/ 1 July 2004

United States of Amnesia

How far it was from the triumphant departure of the much-hailed liberator, with young women blowing kisses and throwing flowers and children waving miniature American flags! A furtive ceremony behind acres of concrete, blade-wire and sandbags (three days before schedule, to wrong-foot the bombers), a two-sentence handover, and the liberator-in-chief hops into a helicopter and hot-tails it to safety. It was a fitting climax to a uniquely American shambles, born of a stubborn refusal to learn from history, a macho faith in arms and national hubris.

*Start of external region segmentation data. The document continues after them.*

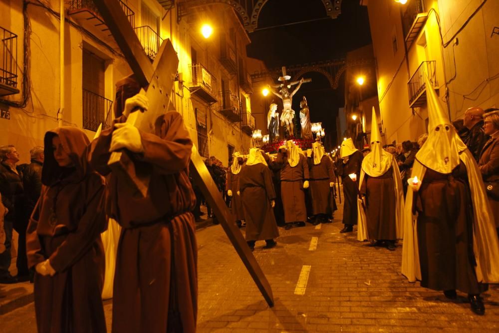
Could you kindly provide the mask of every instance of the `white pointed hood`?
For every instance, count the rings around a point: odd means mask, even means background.
[[[358,150],[353,144],[353,140],[351,138],[344,140],[340,148],[340,157],[343,158],[352,155]]]
[[[374,107],[371,124],[371,152],[362,161],[362,170],[371,177],[379,177],[391,167],[393,155],[383,149],[381,134]]]
[[[428,105],[428,138],[416,154],[416,158],[427,168],[450,174],[459,165],[459,153],[467,147],[439,101],[427,77],[426,100]]]

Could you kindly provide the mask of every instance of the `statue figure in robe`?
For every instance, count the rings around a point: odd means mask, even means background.
[[[310,110],[307,104],[307,99],[303,96],[300,102],[300,123],[301,124],[301,138],[307,140],[313,139],[312,135],[312,125],[310,124]]]
[[[270,104],[267,114],[267,128],[268,130],[268,142],[273,142],[276,137],[279,136],[279,114],[275,112],[277,105],[275,103]]]
[[[276,92],[274,91],[270,85],[267,86],[272,93],[282,100],[283,109],[280,116],[281,126],[286,126],[288,137],[294,136],[293,120],[295,112],[294,110],[291,108],[293,96],[296,93],[303,83],[303,79],[302,78],[292,92],[290,92],[289,89],[291,89],[291,84],[286,82],[290,78],[291,78],[291,76],[289,75],[284,75],[279,78],[279,81],[282,82],[278,86],[279,87],[279,92]]]

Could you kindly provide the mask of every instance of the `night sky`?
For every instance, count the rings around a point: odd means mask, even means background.
[[[326,15],[321,0],[270,0],[262,8],[256,30],[249,34],[248,55],[263,60],[269,68],[343,58],[348,51],[371,43],[367,8],[359,2],[343,0],[341,13],[333,19]],[[344,105],[344,77],[334,90],[320,73],[308,73],[304,77],[311,78],[312,82],[303,84],[293,96],[293,109],[299,116],[299,101],[304,95],[311,121],[322,121],[326,135],[334,136],[334,144],[335,116],[338,108]]]

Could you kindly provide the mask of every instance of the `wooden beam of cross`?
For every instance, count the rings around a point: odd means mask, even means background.
[[[118,0],[93,0],[96,7],[123,52],[137,80],[149,101],[149,109],[146,112],[136,112],[129,120],[143,131],[154,131],[155,120],[168,110],[169,93],[172,91],[179,59],[169,39],[163,41],[153,64],[146,55],[140,41],[125,15]],[[127,120],[127,122],[128,120]],[[143,194],[147,193],[147,175],[141,175],[134,167],[133,161],[126,153],[115,155],[110,160],[122,174]],[[273,306],[273,297],[270,284],[241,232],[236,227],[234,217],[229,211],[222,195],[206,168],[203,159],[195,146],[191,156],[191,171],[195,181],[212,207],[217,219],[227,234],[262,295],[269,306]],[[114,170],[113,170],[114,172]],[[144,192],[145,191],[145,192]]]

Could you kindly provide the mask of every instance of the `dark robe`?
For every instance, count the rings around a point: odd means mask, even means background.
[[[343,224],[357,224],[357,201],[358,200],[357,182],[354,182],[348,175],[355,173],[357,179],[360,178],[360,168],[364,156],[358,150],[350,155],[348,162],[343,163],[340,160],[338,169],[343,186]]]
[[[379,177],[371,177],[365,174],[360,192],[366,198],[366,219],[369,240],[396,240],[397,202],[393,167]]]
[[[62,168],[52,152],[58,135],[76,167]],[[26,231],[28,266],[47,259],[53,276],[36,273],[34,306],[39,332],[105,332],[101,298],[105,256],[100,234],[107,228],[105,183],[77,162],[88,143],[76,128],[45,135],[43,186]]]
[[[241,171],[237,175],[232,173],[231,168],[229,168],[227,172],[227,182],[226,185],[226,190],[227,191],[232,191],[232,198],[231,200],[231,211],[232,216],[234,217],[236,221],[242,221],[245,219],[244,209],[243,208],[243,199],[241,196],[238,194],[238,191],[240,191],[239,188],[239,177],[240,177]]]
[[[303,182],[308,180],[308,165],[303,155],[300,154],[298,164],[291,167],[287,157],[279,153],[276,161],[281,163],[280,171],[281,195],[286,222],[303,222],[307,220],[305,206]]]
[[[335,183],[336,177],[333,170],[333,163],[324,155],[320,163],[314,164],[313,158],[309,159],[310,188],[312,214],[322,214],[332,216],[337,209],[333,188],[330,183]]]
[[[487,289],[477,281],[473,253],[473,207],[466,167],[450,175],[426,170],[414,196],[421,286],[478,294]]]
[[[245,165],[239,173],[239,186],[246,217],[246,240],[279,237],[270,201],[275,199],[272,174],[263,163]]]
[[[150,175],[145,197],[110,172],[112,126],[90,152],[92,164],[108,175],[108,214],[123,227],[113,291],[115,332],[196,331],[197,247],[190,211],[196,198],[187,175],[193,144],[178,112],[160,116],[155,125],[155,134],[140,132],[144,152],[129,153],[136,168]]]

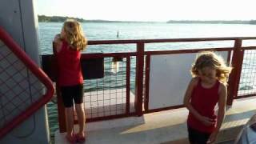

But of course it is not over — the Americans have not left Iraq, and real authority has not been transferred to the interim Iraqi government. The powers of the new regime are severely circumscribed, and it would not survive one minute without the firepower of 140 000 US soldiers and 20 000 other foreign troops. The new government must rebuild a country shattered by sanctions, war and sabotage, with an oil industry under constant terrorist threat as its only resource. The killing of three more GIs less than 24 hours after the handover underscores the stark reality that the resistance war continues, directed as much against a government viewed as an American stooge as against US forces themselves. In recent weeks, there has been a significant shift in the targets of violent insurgency, towards policemen and other servants of the new Iraqi state.

American author Gore Vidal speaks of the “United States of Amnesia”. So much of what is happening is Iraq, and seems doomed to happen in the months ahead, recalls the tragic US misadventure in Vietnam. There, also, the US tried to create and shore up a “friendly” government, allegedly founded on democratic values. As in Iraq, the mightiest military behemoth the world had seen floundered in a morass of unconventional warfare. Because it could not win and dared not be seen to lose, it poured more and more men and material into the conflict. More bombs fell on Vietnam and Cambodia than were dropped by all sides during World War II — without changing the outcome.

The Mail & Guardian would like to think that peace, democracy and economic progress will at last come to the Iraqi people. But the likelihood is that the $126-billion the US has already spent on the war will continue to escalate as military spending did in Vietnam, until casualties, the drainage of resources and American public opinion force an ignominious troop withdrawal. And, as in Vietnam, the likelihood is that the interim government, and any American-sponsored successor, will become more authoritarian, more isolated and more unpopular as insurrectionary violence and economic sabotage continue. Already there is talk of imposing martial law.

Far from bolstering security in Iraq and the Middle East, the US has stoked an ideological hornet’s nest. The mass of ordinary Iraqis may indeed want peace — but the hardliners drawn to the Iraqi jihad from every corner of the Islamic world will not rest until the US is driven from the region. Is it too far-fetched to imagine that Iraq, once under the essentially secular dictatorship of Saddam Hussein, may emerge from its current US-inspired upheavals as a theocratic tyranny, or set of tyrannies, along Afghani or Iranian lines? That would be richly — and tragically — ironic.

It is hard to be optimistic about Iraq’s future, but some good may yet come from this star-spangled cock-up. One large gain could be George W Bush’s growing domestic unpopularity and defeat in the US presidential election later this year — opinion polls encouragingly signal that he may be on the skids. As salutary as Bush’s downfall would be the toppling from power of the hard-eyed neo-conservative dogmatists that surround him, men and women who believe implicitly in the grand civilising mission of US arms and US big business.

Is it too much to hope that Americans, like children who burn their fingers once too often, will learn lessons from Iraq that Vietnam failed to teach them? The first of these is that unilateral force, without the sanction and collective wisdom of the international community, is both likely to fail and destructive of human solidarity. The second is that the most sophisticated military hardware is powerless in the face of an unconventional, “people’s” war — a lesson the British army should have learned in Northern Ireland. The third, as The Guardian‘s Jonathan Freedland argues in this edition of the M&G, is that democracy cannot be imposed at the sharp end of a smart bomb. The effect of the US invasions of both Vietnam and Iraq was to heighten nationalist resistance and recast the “liberator” as a sanguinary oppressor.

The world of the 21st century desperately needs the democratic values enshrined in the Constitution of the US, as well as its wealth, organisational skills and scientific and technical brilliance. But until it learns to partner its fellow-nations, and sheds the habits of coercion and military adventure, it remains a deadly threat to us all.